Perform a Google search of Andrew Bolt’s blog for the word ‘Pell’ and you will be returned 2,590 results, each more wonderful than the last. Whether backing Cardinal George Pell’s climate change skepticism (calling critics “anti-science, anti-human pagans”) or throwing himself full-throated into denying any culpability on Pell’s part for deflecting public attention from Catholic child abuse cases, Bolt is Pell’s media pitbull, essentially ready to defend him against any slight, real or imagined.

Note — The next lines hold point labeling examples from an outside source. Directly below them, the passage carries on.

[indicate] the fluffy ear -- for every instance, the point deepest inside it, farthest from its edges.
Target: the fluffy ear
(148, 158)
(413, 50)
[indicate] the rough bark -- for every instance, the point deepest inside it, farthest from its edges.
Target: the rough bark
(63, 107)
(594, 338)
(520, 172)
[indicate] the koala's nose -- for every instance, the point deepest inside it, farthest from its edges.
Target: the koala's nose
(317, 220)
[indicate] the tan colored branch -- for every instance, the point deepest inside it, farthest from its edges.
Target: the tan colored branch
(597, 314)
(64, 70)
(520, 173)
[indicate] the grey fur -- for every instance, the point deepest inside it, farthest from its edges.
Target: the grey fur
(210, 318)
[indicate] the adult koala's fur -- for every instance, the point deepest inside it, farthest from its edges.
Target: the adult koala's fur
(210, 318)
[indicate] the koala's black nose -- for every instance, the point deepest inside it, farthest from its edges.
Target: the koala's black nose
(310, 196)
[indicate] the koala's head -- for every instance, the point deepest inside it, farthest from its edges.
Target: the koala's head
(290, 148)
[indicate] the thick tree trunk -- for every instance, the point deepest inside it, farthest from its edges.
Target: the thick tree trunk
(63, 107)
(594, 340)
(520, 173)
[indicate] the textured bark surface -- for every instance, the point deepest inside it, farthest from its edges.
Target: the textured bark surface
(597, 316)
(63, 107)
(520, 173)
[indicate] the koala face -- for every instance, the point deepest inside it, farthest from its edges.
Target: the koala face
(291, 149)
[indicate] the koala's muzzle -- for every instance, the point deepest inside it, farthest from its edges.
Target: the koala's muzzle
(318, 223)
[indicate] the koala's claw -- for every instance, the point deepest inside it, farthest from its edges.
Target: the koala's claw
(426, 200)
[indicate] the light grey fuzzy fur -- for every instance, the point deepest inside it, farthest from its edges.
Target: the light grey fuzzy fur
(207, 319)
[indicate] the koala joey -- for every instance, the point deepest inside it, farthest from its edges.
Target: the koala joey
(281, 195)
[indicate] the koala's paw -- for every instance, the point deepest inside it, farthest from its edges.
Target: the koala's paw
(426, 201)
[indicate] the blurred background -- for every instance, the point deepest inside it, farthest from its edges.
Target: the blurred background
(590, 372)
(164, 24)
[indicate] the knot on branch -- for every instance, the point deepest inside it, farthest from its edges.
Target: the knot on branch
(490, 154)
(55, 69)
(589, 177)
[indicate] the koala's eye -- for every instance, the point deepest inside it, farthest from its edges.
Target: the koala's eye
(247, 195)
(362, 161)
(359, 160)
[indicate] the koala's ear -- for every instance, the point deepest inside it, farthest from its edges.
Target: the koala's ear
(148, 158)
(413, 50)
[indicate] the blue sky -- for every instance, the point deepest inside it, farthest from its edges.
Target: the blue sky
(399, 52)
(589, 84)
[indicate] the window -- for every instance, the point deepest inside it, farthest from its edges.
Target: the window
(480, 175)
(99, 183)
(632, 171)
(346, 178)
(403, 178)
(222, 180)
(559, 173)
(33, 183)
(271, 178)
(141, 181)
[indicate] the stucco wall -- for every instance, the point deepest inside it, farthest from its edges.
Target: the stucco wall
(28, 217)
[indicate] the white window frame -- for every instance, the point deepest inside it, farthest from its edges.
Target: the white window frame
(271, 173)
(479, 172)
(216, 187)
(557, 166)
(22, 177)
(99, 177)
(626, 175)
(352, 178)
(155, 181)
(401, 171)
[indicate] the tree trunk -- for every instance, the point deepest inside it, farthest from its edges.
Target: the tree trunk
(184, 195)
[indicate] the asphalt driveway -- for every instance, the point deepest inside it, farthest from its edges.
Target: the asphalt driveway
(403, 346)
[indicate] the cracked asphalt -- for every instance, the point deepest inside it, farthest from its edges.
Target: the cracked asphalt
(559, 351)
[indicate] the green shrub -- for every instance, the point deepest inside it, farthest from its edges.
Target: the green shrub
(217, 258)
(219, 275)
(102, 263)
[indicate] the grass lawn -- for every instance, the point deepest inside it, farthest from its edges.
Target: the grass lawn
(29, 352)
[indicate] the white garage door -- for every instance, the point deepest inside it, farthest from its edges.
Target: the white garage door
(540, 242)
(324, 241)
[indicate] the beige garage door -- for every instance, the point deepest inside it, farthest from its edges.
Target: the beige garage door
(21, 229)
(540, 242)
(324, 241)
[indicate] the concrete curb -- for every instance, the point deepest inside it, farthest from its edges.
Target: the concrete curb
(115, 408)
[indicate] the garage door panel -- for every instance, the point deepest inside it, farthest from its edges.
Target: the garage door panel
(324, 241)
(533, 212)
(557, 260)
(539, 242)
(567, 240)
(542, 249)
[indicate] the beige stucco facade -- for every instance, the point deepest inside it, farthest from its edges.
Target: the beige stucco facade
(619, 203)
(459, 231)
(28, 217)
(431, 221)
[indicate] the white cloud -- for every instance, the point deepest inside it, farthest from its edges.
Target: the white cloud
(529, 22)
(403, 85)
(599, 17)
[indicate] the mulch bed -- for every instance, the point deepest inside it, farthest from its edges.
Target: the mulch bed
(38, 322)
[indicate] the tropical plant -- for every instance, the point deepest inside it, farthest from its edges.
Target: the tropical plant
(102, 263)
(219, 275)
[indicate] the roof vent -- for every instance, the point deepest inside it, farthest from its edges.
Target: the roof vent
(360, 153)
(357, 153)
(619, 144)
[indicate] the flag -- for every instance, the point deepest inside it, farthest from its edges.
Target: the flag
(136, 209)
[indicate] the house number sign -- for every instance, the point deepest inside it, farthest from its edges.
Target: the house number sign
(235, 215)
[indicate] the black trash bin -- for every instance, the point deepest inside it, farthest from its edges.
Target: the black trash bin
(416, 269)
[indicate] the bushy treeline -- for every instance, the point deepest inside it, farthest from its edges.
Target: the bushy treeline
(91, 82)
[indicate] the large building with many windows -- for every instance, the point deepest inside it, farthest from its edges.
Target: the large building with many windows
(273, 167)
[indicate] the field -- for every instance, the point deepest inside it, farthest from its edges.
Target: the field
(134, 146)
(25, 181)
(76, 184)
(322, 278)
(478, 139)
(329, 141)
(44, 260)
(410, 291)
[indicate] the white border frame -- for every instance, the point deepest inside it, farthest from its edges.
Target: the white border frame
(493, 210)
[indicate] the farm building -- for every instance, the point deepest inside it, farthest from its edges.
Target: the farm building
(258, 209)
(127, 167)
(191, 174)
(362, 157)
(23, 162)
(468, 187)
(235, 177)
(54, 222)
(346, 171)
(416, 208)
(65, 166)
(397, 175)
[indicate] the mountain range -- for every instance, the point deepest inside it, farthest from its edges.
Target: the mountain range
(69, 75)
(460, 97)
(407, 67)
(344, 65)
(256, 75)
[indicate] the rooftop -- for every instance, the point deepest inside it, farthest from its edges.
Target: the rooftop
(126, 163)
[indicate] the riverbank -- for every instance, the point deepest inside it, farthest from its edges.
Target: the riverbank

There are so many blogs on Bolt’s website with names like “In defence of Pell”, “Smearing Pell” and “Pell triumphs” that for a single shining moment you might forget that Bolt has a whole raft of other retrograde beliefs for your consumption. His defence seems less rooted in actual personal Catholic faith — he’s agnostic, as he points out in every single goddamn column about Pell like it makes him immune from all criticism — and more oriented towards his desire to put the boot into THE LEFT in whatever way he feasibly can.

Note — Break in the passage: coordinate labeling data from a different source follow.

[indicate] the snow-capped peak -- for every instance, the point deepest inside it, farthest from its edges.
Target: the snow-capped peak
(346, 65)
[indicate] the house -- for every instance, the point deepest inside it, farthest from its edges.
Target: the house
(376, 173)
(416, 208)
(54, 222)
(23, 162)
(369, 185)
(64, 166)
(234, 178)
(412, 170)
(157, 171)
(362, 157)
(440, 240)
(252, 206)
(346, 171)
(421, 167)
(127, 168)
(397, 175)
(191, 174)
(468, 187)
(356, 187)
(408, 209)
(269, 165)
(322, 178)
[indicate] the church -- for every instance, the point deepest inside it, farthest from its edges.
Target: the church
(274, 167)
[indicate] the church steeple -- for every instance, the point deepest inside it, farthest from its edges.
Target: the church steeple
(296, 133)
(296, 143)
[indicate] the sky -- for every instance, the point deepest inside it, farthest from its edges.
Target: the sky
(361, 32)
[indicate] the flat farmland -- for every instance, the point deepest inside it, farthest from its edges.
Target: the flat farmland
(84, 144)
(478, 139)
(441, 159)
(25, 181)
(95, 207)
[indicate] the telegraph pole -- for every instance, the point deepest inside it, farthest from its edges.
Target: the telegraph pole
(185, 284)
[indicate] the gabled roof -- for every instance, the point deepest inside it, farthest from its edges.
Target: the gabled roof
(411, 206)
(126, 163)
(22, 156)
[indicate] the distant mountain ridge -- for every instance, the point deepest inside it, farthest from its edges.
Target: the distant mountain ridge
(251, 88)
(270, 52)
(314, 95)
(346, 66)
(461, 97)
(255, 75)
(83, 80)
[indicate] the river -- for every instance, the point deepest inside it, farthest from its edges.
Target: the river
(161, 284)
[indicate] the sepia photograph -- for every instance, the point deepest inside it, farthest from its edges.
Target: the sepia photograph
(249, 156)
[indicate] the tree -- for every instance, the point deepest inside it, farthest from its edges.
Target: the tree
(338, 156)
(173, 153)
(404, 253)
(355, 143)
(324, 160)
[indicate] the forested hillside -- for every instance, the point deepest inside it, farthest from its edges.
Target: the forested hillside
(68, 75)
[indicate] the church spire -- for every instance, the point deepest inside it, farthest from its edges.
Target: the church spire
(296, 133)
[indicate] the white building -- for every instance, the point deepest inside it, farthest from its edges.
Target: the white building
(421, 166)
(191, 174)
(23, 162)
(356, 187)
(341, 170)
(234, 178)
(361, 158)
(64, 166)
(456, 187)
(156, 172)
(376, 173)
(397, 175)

My favourite Bolt argument about Pell — which is somewhat akin to saying “my favourite venereal disease” — is where he compares Pell to… Lindy Chamberlain. His point of reference for a vast institutional failure in the Catholic Church to address serious problems with child abuse is the ‘dingo ate my baby’
This slavish devotion to attacking Pell’s ever-growing list of critics seemed a little shaken on Tuesday, when appeared on television lightly condemning Pell’s response to the Royal Commission in which he said a particular event of abuse was “not of much interest” to him. It wasn’t a particularly excoriating critique — in fact, it can probably be described as ‘lightly uneasy’ — but it was pretty huge to see Bolt turn on the man whom he had dedicated more words than I have ever written in my life to defending.

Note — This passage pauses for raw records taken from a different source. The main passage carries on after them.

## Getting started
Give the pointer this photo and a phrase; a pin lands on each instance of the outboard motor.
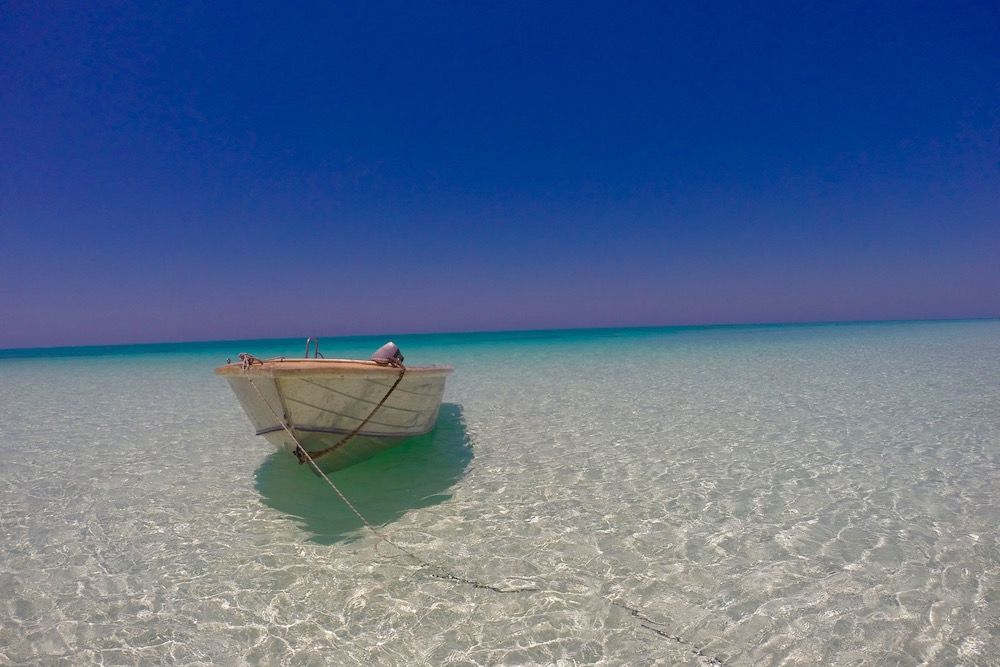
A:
(388, 355)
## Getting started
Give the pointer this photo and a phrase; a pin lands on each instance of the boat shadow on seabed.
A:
(418, 472)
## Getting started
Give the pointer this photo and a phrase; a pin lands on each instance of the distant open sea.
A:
(742, 495)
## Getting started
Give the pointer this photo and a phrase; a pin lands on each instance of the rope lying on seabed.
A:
(248, 360)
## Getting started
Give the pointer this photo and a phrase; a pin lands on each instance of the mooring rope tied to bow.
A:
(248, 360)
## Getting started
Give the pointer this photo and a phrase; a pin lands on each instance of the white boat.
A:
(341, 411)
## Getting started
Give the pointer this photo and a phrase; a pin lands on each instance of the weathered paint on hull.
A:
(325, 400)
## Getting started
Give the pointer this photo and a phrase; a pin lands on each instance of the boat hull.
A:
(324, 401)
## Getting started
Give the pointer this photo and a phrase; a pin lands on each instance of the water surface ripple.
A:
(744, 495)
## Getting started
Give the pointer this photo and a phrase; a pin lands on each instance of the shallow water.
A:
(735, 495)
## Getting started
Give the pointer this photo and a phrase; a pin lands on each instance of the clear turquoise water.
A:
(737, 495)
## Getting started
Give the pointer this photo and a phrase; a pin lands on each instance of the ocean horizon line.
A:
(111, 348)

Bolt is in Rome to cover Pell’s testimony for Sky News — I couldn’t tell you why, as there doesn’t appear to be a material benefit to anyone in having Andrew Bolt in Rome. Except for those glad he isn’t on Australian soil, and perhaps the Sky News tax department, if they’ve worked out an elaborate minimisation scheme involving flights to Italy. So it was interesting seeing Bolt on the rain swept streets looking a little bit sad as he vaguely condemned the man he had previously subjected to zero criticism for his conduct.
But it was obviously not to be. Just when it appeared that Bolt had developed a moral backbone, he went crazy thinking about how he had just inadvertently given ammo to his most loathed enemy: progressives on the web. He said he was now “trending positively” on Twitter, a phrase you might use if you had never been on Twitter or online at all. Bolt couldn’t condemn heinous institutional conduct if it meant that some crass lefty dingus online was going to tweet something like “Andrew Bolt is Hitler, but not Hitler at this specific moment”.
So he walked back his minor critique. Now, Pell saying that he wasn’t interested in child abuse happening parallel to his authority was just another thing that progressives were using to get pointlessly mad at the Catholic Church. It's as if Bolt's sanctified image of Pell as the stitch that holds together the entirety of Australian society totally absolves him of whatever else he may have done. Or, maybe, Bolt just likes being a contrarian. Hey, we've all been there. But normal people do it over TV shows ("The Wire season 5 is actually good, guys") or Sydney lockout laws or something.
Bolt's tiny little slipup into non-partisan decency when it came to leveling what a normal person would describe as a pretty reserved criticism of George Pell puts into stark light the rest of his estimated one million blog posts about the guy. Guess any suggestion that he may have a functioning moral compass underneath the disdain for lefties online weren't that well-placed.